Ian Chesterman slams ‘team outcast’ saga and says it hurt Alex ‘Chumpy’ Pullin’s chances
AUSTRALIA’S Winter Olympics chief Ian Chesterman says the “team outcast” controversy distracted the team.
AUSTRALIA’S Winter Olympics chief Ian Chesterman has said the “team outcast” funding controversy distracted the team in Sochi and affected snowboarder Alex “Chumpy” Pullin’s performance.
“I don’t think any man is an island,” said Chesterman, Australia’s chef de mission. “There were a lot of things going through Chumpy’s mind on the morning of his race.”
“It doesn’t help to have criticism land from the outside before your competition.”
Mr Chesterman spoke out when asked about rebel Olympic parent Bruce Brockhoff’s attack only hours before Pullin’s race.
Mr Brockhoff, the father of snowboarder Belle Brockhoff, claimed Pullin had been favoured over other team members by being given special support, which was later revealed to be worth $500,000.
Divisions had been simmering within the team, with high-profile athlete Torah Bright leading a Twitter campaign in the weeks before Sochi under the hashtag “teamoutcast”.
“The Team Outcast issue was a distraction that we didn’t need,” Mr Chesterman said. “It was not an issue amongst athletes, who parked it before the Games, but more so parents.
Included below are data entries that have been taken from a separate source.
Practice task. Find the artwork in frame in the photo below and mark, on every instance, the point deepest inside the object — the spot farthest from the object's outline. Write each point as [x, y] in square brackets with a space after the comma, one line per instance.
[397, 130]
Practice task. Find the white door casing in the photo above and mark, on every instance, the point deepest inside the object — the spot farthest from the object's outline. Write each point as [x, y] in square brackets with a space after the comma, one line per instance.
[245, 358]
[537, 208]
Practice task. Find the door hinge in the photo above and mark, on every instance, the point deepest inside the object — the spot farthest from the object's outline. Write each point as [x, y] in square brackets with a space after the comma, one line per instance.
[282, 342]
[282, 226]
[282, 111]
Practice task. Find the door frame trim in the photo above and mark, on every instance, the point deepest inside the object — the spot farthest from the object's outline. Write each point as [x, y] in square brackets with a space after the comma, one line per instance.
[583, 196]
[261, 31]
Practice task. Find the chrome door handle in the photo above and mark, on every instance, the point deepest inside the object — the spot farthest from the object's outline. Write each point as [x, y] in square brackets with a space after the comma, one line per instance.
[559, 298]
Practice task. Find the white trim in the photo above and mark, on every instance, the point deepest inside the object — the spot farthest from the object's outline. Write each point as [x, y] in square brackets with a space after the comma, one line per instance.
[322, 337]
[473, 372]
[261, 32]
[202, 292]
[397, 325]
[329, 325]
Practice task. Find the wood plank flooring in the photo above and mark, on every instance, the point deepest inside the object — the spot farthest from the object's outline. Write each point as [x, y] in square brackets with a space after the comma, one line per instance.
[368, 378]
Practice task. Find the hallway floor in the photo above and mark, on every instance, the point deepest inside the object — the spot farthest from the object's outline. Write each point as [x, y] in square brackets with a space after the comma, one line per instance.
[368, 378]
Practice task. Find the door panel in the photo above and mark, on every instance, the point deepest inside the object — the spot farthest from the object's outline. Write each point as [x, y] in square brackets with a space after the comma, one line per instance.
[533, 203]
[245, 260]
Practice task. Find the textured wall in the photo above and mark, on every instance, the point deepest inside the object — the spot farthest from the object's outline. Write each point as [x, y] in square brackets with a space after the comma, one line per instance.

“To those parents I say this: by all means support your children, but at Games’ time it is best if you are seen but not heard.”
Mr Chesterman responded to critics of the team’s performance, saying the team’s three-medal haul was equal to the record haul in Vancouver.
Two of the three medals in 2010 were gold, but in Sochi the team had to settle for two silvers and a bronze.
“The lucky breaks didn’t go our way ... in the past maybe they have,” Mr Chesterman said.
At the start of the final day of competition, Australia was sitting in 23rd spot on the medal tally, missing its target of being in the Top 15.
But Mr Chesterman said the team was well placed for South Korea in 2018, delivering 15 top ten results in Sochi, well up from the eight in Vancouver.
Of the 60-member team, 43 were rookies experiencing their first Olympics.
Mr Chesterman rejected calls for a HECS-style payback scheme for athletes’ funding, saying most Olympians “live off the smell of an oily rag”.
He said it was critical that a $6 million water jump park was built in Lennox Heads in northern New South Wales to develop aerial, mogul and slopestyle skiers.
“It should have been built after Vancouver, before Sochi – let’s not let it slip again,” he said. “We also need the halfpipe in Perisher.”